As to its practical implications, it appears that the Decision:
- May not have a disruptive impact on existing lending processes. The Decision appears to be in line with the interpretation suggested by Italian Banking Association (“ABI”) in 2003, in the aftermath of the publication of the first MEF Decree setting out the result of the Bank of Italy’s 2002 statistical survey on default interest. At the time, ABI suggested that – out of caution – default interest be considered relevant for statutory interest purposes and the “default threshold rate” be used to verify compliance with usury law. Accordingly, those lenders that have followed this conservative approach likely do not need to amend their internal processes and procedures – including “cap” mechanisms – as a result of the Decision;
- Strikes a balance between the borrower’s and the lender’s needs. On the one hand, it increases the borrower’s protection, by ensuring that it may not be charged usurious rates in the form of default interest. On the other hand, it does not overly penalize lenders, by holding that – in case default interest is found to be usurious – only the clause setting out default interest is null and void, and that default interest may still accrue (even if at a different rate), thus rejecting extreme theories according to which no interest could be applied in such cases.

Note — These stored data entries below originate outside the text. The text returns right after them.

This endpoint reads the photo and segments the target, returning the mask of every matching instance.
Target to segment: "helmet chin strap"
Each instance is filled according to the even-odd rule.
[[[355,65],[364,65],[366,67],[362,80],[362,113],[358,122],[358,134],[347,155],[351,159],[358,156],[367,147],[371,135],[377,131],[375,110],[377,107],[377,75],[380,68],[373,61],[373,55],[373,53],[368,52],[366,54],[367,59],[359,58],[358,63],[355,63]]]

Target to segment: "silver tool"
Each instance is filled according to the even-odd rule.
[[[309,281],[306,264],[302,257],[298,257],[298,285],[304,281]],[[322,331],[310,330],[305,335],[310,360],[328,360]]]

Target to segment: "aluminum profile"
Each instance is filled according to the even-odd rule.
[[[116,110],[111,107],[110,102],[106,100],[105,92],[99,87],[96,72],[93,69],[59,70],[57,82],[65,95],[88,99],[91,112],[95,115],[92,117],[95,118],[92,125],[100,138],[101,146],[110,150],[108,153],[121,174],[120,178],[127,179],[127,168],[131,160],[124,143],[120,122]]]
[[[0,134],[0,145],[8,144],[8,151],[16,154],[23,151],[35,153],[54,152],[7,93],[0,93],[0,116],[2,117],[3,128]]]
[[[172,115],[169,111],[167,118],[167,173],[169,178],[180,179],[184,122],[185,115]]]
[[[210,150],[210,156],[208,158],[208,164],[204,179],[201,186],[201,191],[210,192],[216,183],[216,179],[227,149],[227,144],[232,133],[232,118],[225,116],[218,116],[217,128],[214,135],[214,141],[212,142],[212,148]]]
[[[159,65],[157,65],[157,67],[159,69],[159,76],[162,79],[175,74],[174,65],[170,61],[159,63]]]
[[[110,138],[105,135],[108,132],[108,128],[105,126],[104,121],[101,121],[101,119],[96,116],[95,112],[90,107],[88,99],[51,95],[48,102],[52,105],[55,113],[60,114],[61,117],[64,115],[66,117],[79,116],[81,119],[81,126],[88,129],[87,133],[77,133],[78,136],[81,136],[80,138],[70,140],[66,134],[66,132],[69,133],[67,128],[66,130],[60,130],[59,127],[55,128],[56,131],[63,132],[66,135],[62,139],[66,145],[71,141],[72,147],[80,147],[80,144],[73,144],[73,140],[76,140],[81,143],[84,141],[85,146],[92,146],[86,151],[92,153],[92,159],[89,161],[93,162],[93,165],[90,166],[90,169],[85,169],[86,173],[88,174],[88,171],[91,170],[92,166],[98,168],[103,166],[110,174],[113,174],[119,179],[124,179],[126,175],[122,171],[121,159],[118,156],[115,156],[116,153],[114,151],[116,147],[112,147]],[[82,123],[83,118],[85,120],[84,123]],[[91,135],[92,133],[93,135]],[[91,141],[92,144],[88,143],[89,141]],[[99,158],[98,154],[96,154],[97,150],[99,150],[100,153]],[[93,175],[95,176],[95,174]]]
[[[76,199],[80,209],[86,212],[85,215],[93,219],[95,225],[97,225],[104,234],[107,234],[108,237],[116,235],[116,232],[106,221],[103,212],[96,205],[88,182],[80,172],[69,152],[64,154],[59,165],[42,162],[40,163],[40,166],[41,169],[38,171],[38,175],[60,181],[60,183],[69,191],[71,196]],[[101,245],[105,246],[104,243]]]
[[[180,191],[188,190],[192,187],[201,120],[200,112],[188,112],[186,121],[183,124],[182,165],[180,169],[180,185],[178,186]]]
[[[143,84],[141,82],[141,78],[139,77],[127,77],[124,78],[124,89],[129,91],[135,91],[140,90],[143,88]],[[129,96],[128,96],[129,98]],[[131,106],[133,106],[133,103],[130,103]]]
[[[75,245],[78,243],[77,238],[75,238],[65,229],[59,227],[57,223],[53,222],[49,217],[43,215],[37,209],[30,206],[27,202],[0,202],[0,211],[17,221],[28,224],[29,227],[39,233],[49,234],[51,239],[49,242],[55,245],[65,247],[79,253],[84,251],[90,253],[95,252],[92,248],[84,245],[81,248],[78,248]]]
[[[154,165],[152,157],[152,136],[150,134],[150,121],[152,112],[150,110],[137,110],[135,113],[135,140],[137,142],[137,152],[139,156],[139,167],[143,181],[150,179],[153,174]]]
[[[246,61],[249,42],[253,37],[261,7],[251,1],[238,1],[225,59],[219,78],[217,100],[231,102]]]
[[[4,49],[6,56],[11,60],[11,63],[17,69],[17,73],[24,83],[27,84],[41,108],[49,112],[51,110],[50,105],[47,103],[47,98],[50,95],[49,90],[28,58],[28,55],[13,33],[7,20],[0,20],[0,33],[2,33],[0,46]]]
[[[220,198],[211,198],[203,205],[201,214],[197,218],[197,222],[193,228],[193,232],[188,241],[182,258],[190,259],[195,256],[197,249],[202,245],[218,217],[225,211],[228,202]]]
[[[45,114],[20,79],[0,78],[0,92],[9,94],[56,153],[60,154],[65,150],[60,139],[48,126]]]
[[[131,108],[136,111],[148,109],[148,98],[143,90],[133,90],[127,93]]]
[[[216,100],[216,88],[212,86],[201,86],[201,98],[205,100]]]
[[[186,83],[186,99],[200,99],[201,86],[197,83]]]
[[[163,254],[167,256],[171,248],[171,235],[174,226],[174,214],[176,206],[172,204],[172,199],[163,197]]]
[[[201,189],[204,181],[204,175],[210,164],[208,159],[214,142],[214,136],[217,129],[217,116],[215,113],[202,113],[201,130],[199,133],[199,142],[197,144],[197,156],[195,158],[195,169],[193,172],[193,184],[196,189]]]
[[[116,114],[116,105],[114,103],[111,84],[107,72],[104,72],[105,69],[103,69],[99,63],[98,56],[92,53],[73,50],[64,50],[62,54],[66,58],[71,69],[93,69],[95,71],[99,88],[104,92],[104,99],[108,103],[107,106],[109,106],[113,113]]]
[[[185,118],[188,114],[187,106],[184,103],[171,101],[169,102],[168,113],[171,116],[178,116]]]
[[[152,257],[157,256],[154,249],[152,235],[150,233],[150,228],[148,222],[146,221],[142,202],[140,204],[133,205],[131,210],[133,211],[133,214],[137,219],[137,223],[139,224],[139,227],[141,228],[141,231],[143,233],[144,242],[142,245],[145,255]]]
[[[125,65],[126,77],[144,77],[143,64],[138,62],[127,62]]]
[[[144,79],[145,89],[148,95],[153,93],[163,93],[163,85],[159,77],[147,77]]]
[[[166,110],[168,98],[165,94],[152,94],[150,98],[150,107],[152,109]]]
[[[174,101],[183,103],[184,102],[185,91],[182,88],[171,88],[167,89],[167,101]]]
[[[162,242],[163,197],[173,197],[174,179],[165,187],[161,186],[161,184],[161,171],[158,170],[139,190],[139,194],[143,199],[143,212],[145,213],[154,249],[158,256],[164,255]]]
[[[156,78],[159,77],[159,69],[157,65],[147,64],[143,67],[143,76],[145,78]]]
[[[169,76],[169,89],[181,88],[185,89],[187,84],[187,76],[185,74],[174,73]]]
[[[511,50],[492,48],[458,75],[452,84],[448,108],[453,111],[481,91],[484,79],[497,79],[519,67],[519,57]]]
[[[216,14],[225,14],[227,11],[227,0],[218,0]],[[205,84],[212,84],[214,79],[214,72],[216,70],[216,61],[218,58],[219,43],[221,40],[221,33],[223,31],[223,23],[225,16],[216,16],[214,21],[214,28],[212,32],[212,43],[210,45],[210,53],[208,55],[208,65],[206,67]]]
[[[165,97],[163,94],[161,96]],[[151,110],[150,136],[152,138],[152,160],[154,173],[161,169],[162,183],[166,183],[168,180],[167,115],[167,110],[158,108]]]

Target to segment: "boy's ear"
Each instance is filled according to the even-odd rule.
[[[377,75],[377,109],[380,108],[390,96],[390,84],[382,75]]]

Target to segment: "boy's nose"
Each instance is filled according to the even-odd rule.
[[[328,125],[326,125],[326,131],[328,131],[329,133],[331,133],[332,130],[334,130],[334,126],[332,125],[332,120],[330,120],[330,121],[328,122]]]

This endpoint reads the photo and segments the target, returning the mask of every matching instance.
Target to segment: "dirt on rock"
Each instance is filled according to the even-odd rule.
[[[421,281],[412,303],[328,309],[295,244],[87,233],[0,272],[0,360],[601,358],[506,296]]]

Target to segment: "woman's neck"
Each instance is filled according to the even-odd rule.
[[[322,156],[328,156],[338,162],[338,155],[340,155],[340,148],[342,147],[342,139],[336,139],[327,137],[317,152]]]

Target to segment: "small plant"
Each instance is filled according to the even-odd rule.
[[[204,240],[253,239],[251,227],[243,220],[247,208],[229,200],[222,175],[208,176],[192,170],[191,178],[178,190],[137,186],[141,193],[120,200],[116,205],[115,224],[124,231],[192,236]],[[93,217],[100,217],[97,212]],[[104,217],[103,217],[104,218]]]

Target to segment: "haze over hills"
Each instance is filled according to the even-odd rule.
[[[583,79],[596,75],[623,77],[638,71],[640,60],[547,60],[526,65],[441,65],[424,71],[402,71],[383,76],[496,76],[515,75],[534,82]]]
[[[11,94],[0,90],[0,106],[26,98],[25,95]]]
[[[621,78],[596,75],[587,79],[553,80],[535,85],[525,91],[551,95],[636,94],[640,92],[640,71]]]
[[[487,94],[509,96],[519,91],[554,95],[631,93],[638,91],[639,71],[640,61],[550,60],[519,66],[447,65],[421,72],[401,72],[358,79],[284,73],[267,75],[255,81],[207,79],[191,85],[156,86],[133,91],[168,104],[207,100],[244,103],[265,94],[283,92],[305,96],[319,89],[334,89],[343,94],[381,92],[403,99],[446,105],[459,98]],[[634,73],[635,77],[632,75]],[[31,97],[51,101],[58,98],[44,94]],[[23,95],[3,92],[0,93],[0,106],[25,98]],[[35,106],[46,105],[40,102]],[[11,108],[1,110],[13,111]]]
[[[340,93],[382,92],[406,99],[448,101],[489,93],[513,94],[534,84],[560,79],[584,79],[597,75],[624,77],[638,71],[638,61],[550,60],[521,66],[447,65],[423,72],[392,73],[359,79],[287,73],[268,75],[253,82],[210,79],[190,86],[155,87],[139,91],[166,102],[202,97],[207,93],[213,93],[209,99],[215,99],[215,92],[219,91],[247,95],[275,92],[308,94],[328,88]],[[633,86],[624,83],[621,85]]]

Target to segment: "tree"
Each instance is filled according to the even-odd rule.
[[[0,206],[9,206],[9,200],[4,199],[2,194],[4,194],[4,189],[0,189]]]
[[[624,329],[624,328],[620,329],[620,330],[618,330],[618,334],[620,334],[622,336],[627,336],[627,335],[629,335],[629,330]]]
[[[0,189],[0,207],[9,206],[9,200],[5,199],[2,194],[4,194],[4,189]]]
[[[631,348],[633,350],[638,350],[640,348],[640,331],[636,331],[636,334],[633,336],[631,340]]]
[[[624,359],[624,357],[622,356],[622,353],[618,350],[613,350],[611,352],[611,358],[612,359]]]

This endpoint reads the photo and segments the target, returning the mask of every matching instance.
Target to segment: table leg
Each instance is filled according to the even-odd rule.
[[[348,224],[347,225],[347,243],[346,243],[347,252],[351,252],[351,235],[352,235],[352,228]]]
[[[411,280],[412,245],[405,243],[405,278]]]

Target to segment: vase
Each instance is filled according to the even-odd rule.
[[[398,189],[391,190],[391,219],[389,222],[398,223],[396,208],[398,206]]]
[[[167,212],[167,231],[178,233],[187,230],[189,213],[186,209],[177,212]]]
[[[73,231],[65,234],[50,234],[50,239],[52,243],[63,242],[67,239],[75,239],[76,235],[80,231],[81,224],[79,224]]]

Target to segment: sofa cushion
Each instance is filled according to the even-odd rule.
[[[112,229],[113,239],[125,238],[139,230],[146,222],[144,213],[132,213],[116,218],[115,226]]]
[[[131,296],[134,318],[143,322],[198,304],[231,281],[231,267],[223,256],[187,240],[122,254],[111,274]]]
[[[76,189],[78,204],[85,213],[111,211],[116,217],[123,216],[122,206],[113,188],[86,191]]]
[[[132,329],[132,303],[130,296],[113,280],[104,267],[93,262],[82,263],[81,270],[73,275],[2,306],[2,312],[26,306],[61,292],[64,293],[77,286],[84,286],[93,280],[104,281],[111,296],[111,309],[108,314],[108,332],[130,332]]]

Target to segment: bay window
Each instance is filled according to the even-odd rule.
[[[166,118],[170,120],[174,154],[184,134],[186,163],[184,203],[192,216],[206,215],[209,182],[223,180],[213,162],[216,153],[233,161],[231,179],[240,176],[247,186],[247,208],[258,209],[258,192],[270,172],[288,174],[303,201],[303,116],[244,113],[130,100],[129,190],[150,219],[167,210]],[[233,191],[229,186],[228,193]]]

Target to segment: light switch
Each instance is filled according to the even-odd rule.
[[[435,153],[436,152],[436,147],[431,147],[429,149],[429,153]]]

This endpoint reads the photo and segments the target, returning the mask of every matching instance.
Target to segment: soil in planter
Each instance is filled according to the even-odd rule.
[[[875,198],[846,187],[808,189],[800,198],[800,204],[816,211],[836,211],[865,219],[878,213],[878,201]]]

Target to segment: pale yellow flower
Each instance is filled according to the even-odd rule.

- At the same time, the Decision leaves some matters unanswered. In particular, it remains to be seen whether the conclusions reached by the Supreme Court in the civil case will be confirmed in criminal cases. Even if, under Italian law, the notion of “usurious interest” is one and the same for purposes of both civil and criminal law, criminal courts are not bound by the Decision and may depart (as they often did in the past) from the principles stated by the civil panels of the Supreme Court.